George Steiner est l’une des grandes figures de l’intelligentsia universitaire internationale. Il est du groupe fort restreint de théoriciens de l’analyse littéraire qui exercent une influence certaine sur les étudiants et leurs professeurs, sans être pour autant souvent cités dans les essais érudits et les thèses. D’ailleurs, dans Errata, Steiner revient, à plus d’une occasion, sur le fait que nombre d’auteurs profitent du fruit de ses réflexions, mais en omettant d’en indiquer la source…

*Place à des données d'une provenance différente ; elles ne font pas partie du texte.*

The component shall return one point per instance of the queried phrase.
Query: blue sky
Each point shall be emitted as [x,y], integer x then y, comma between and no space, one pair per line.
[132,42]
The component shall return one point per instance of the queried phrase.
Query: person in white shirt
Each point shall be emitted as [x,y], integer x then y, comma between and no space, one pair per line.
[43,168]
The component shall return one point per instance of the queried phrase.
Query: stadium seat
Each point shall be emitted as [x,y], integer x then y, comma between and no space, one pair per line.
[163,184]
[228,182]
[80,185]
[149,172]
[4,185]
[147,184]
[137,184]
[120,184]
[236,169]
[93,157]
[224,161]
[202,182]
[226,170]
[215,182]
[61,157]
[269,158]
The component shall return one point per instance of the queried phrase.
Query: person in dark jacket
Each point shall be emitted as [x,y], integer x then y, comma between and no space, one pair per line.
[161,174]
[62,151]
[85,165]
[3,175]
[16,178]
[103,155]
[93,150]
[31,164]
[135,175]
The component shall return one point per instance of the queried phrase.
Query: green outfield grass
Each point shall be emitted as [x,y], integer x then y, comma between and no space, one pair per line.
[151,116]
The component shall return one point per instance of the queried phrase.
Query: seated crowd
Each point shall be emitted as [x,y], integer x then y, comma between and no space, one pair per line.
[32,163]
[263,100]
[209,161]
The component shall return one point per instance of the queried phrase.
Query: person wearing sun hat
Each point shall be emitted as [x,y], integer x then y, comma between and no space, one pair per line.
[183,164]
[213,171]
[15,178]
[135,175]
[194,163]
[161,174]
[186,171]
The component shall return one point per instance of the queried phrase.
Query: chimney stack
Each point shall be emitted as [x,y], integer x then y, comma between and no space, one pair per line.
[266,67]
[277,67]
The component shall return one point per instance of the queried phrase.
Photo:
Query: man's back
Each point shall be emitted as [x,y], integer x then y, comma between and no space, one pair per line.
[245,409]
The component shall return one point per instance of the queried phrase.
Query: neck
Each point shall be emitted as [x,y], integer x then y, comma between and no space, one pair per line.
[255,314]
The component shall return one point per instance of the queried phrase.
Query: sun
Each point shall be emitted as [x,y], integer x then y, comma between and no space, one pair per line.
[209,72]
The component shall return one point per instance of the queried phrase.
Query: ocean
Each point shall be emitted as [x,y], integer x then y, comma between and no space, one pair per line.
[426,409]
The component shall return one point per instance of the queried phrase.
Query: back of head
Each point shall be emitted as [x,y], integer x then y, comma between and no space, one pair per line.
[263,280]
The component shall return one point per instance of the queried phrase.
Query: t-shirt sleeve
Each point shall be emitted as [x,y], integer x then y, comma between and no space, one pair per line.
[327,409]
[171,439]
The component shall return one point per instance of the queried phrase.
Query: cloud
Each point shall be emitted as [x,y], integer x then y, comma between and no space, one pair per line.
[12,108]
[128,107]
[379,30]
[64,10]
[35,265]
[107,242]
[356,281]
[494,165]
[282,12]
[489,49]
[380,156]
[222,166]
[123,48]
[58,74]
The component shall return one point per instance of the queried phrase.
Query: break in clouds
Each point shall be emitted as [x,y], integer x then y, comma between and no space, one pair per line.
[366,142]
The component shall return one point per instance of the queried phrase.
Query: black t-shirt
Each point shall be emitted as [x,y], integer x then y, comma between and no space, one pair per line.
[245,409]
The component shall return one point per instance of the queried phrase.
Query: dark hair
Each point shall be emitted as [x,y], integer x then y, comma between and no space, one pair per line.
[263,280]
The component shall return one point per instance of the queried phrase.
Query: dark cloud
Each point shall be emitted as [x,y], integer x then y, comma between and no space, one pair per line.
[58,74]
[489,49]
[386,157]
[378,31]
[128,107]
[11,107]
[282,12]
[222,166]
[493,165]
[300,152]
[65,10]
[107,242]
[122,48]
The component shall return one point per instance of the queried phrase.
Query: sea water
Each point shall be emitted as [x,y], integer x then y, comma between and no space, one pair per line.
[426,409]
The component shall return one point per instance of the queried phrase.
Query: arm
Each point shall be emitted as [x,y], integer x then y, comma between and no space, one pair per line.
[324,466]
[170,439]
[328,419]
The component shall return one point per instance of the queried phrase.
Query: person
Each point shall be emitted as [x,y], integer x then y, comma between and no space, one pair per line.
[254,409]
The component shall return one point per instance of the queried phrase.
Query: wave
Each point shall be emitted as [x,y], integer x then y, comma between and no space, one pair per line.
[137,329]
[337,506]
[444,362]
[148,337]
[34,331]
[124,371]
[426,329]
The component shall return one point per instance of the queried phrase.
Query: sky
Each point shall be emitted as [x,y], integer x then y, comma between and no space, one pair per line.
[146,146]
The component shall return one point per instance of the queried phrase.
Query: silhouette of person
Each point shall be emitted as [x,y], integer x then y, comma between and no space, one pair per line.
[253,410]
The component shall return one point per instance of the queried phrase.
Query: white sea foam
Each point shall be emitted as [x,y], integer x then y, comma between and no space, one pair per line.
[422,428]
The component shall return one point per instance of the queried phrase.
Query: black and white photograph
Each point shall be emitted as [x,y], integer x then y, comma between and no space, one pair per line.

Ce n’est par moments pas tellement plus que ça, cet Errata: à la manière des Exercices d’admiration, de Cioran, on pourrait donner à de trop nombreuses pages de ce Récit d’une pensée le titre d’«exercices d’amertume». Dans la plupart des chapitres, Steiner commence par évoquer diverses anecdotes autobiographiques: son enfance en Autriche et en France, qu’il a vécue en trois langues (l’allemand, le français et l’anglais); ses études supérieures aux États-Unis; ses rencontres, de colloques en colloques, avec des sommités internationales de la théologie, des sciences, etc. Il mêle alors ces souvenirs à des considérations plus ou moins pessimistes sur sa propre vieillesse et sur notre fin de siècle. Et le tout est entrecoupé de retours critiques sur certaines des idées qu’il a pu développer au fil de ses précédents ouvrages.

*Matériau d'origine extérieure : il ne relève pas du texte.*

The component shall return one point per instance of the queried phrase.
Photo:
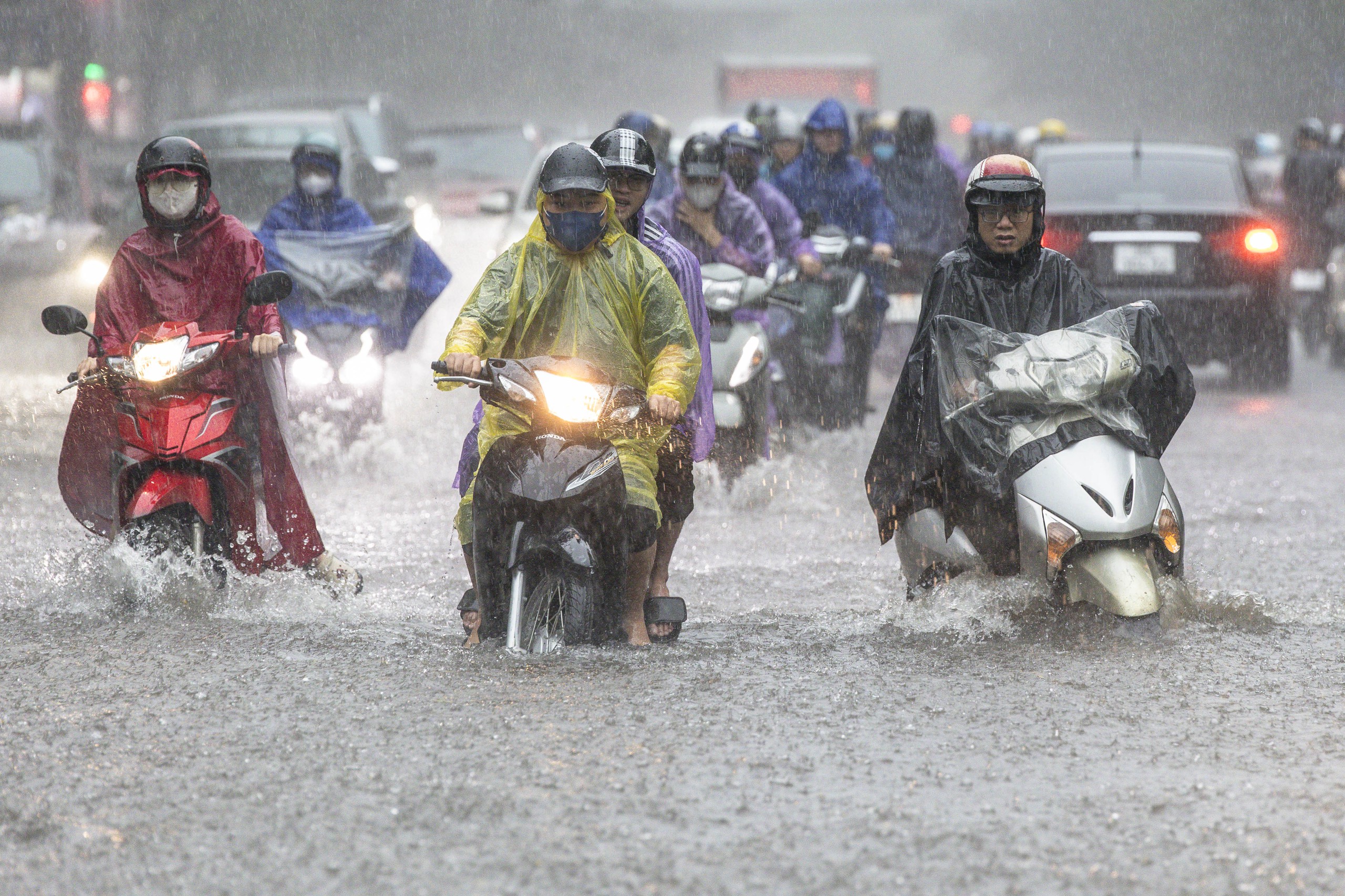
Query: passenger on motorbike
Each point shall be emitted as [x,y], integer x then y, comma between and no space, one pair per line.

Les aspects autobiographiques du bouquin permettent de jeter un peu de lumière sur les fondations de la pensée de Steiner. On y comprend que l’éminent professeur doit certainement une partie de l’originalité de ses conceptions de la littérature au fait qu’il se situe à la croisée des traditions de la haute bourgeoisie juive cultivée germanophone d’avant-guerre, qui ont marqué son enfance, et de la culture de masse à laquelle il a été confronté aux États-Unis à partir de la fin des années quarante. Et, finalement, toute son ouvre se présente comme une tentative d’harmoniser ces deux influences.

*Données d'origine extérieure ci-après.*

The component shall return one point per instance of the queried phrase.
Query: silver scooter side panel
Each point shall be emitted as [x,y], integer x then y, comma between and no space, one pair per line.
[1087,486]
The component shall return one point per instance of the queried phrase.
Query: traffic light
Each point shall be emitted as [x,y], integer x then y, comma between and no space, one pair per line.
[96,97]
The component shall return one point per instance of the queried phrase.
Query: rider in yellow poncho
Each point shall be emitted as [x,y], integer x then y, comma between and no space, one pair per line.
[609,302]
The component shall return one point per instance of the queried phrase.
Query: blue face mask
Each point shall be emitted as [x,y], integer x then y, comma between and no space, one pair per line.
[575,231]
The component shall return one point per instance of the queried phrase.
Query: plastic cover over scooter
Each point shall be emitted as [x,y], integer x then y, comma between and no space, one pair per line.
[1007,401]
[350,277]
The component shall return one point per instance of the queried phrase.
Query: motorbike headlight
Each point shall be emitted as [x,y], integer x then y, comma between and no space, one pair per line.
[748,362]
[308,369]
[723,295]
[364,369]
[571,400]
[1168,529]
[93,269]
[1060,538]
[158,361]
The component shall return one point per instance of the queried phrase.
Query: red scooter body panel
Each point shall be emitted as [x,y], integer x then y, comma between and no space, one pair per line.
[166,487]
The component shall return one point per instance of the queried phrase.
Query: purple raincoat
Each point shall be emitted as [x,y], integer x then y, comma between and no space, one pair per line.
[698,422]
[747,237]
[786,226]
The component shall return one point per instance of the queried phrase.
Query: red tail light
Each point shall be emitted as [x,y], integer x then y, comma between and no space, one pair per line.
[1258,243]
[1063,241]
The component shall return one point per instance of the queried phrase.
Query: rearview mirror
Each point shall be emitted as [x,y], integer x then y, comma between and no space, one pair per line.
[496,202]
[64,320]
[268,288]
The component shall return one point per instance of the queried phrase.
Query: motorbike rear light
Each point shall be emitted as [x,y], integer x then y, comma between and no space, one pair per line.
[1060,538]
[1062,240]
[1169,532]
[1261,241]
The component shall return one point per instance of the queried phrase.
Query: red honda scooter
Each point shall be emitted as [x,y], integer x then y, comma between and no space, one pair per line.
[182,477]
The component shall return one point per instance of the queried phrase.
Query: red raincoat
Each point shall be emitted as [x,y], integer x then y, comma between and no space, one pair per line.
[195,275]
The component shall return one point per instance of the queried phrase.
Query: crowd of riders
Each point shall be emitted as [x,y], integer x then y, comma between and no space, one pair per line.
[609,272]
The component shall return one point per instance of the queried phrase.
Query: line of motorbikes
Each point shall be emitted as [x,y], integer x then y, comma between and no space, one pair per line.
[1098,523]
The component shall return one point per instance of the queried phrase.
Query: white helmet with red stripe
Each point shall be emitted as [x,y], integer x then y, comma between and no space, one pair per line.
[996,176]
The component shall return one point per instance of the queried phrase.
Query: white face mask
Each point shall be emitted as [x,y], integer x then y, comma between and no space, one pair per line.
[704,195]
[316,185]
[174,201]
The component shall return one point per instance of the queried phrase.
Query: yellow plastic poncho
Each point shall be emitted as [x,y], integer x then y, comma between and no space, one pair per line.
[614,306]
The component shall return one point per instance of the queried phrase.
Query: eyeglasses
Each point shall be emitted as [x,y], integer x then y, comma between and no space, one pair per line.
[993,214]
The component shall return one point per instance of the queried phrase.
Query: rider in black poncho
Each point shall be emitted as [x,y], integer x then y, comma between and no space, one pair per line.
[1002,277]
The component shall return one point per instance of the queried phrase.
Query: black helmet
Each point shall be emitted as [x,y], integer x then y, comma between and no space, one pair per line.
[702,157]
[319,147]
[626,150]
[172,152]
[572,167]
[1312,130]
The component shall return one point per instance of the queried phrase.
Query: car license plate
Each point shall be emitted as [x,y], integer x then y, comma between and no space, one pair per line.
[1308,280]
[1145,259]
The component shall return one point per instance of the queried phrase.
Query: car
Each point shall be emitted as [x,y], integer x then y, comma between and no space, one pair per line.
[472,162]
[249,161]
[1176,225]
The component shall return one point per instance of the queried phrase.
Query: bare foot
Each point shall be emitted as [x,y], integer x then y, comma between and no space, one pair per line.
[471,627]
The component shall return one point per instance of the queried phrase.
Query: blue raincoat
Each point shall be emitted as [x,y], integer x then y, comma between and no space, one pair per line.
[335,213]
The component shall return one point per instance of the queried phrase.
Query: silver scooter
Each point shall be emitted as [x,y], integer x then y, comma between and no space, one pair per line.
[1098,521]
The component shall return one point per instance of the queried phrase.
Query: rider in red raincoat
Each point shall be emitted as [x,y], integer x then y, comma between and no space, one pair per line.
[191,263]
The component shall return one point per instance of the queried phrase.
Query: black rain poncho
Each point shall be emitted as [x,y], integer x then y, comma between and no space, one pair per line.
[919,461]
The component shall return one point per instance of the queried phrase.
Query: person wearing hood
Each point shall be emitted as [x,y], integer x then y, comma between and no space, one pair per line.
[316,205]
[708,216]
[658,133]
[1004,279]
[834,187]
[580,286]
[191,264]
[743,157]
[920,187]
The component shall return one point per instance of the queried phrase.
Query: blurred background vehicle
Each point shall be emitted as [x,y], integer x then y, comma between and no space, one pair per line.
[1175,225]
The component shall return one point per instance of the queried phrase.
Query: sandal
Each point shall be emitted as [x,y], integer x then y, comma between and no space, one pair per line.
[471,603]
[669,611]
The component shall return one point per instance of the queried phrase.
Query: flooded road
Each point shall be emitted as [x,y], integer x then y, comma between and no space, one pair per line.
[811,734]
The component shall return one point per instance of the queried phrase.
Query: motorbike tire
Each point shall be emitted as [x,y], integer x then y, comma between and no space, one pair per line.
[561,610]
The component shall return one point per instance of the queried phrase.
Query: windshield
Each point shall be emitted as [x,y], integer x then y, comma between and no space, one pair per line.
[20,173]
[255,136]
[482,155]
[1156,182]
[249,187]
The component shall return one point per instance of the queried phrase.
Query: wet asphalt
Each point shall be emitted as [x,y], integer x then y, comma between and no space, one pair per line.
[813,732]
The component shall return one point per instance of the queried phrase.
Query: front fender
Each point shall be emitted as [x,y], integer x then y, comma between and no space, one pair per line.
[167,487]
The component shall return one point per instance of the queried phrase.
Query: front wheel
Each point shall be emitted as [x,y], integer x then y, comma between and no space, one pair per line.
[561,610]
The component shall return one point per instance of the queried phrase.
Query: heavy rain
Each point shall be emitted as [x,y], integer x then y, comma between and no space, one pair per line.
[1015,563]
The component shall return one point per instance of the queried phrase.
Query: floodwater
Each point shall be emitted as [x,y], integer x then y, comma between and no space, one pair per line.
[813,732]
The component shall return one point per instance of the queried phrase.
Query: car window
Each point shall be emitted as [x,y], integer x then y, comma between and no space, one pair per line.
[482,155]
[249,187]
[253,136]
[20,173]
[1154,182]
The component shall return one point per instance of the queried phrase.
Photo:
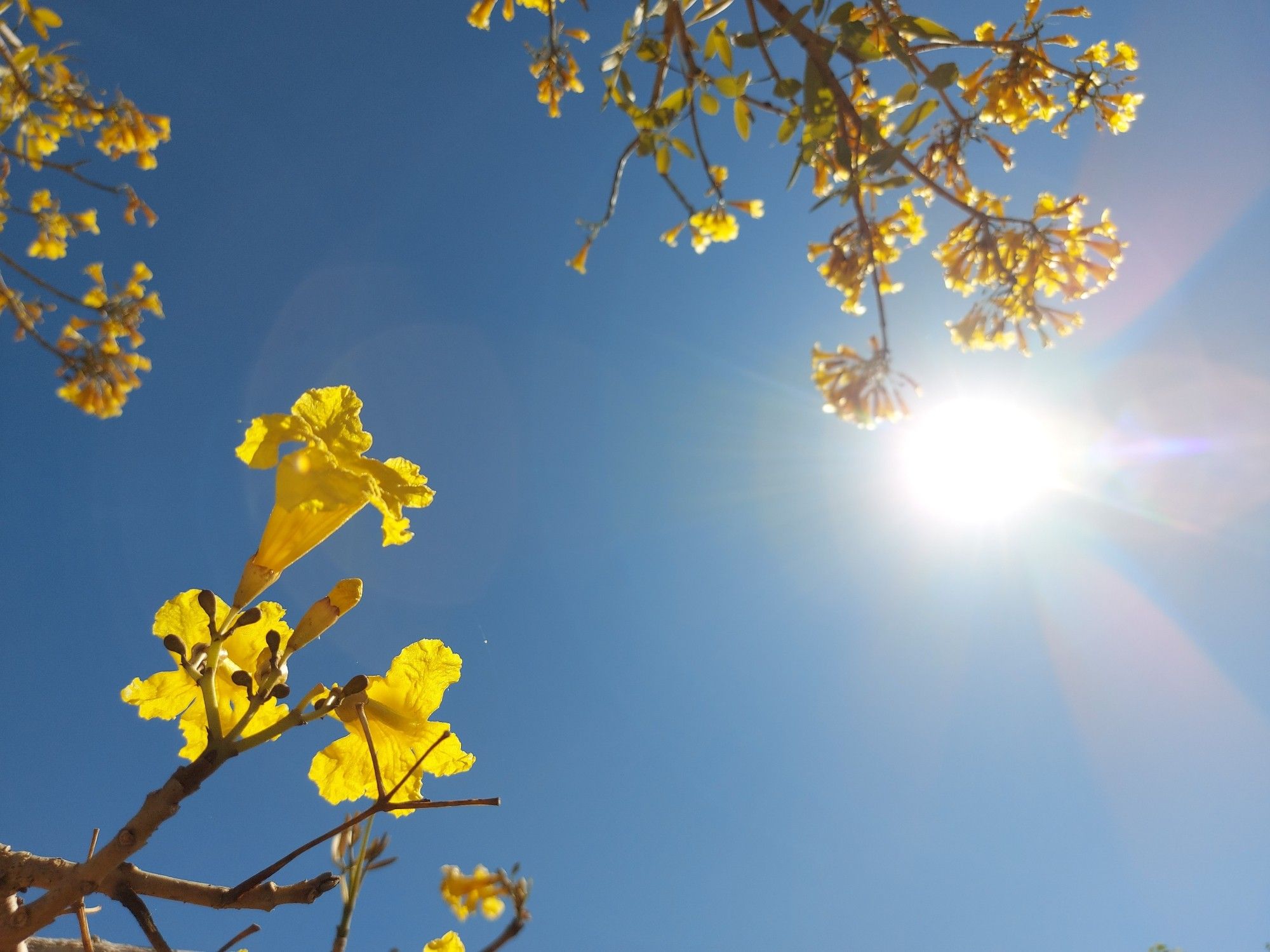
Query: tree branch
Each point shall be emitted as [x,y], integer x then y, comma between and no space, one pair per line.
[74,946]
[130,901]
[26,870]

On retrouve évidemment, au fil des pages du bouquin, nombre de propos qui en valent le détour. Ainsi lorsque Steiner constate que: «Dans les nécessaires négations de la vie ordinaire, avec son inconséquence échevelée et sa vaine agitation, il y a quelque chose du cancer, de l’autisme.» Ou quand, confronté aux atrocités qui émaillent les informations internationales à la télé, il réfléchit sur notre aisance à «[oublier] l’insupportable, vaguement rassurés [que nous sommes], voire absous par le pathos de la connaissance». Ou encore, lorsqu’il propose de définir les idéologies comme «des territoires de l’esprit».

Errata est un ouvrage nettement moins «savant» et érudit que les autres publications de George Steiner, mais pourrait leur servir d’introduction: le chapitre sur les langues et la traduction donnera envie de découvrir ou de relire Après Babel, qui est sans doute, avec Réelles présences (portant sur la question de l’art et publié en 1991), l’essai essentiel de Steiner, consacré à la problématique de la traduction (à ce propos, il faut malheureusement signaler que la version française d’Errata, que l’on doit à Pierre-Emmanuel Dauzat, est singulièrement lourde et laborieuse…).

Sans être un grand livre, ni du meilleur Steiner, Errata est malgré tout le fort intéressant autoportrait d’un universitaire de haute volée.

Errata
Récit d’une pensée
Éd. Gallimard/coll. du Monde entier, 1998, 231 p.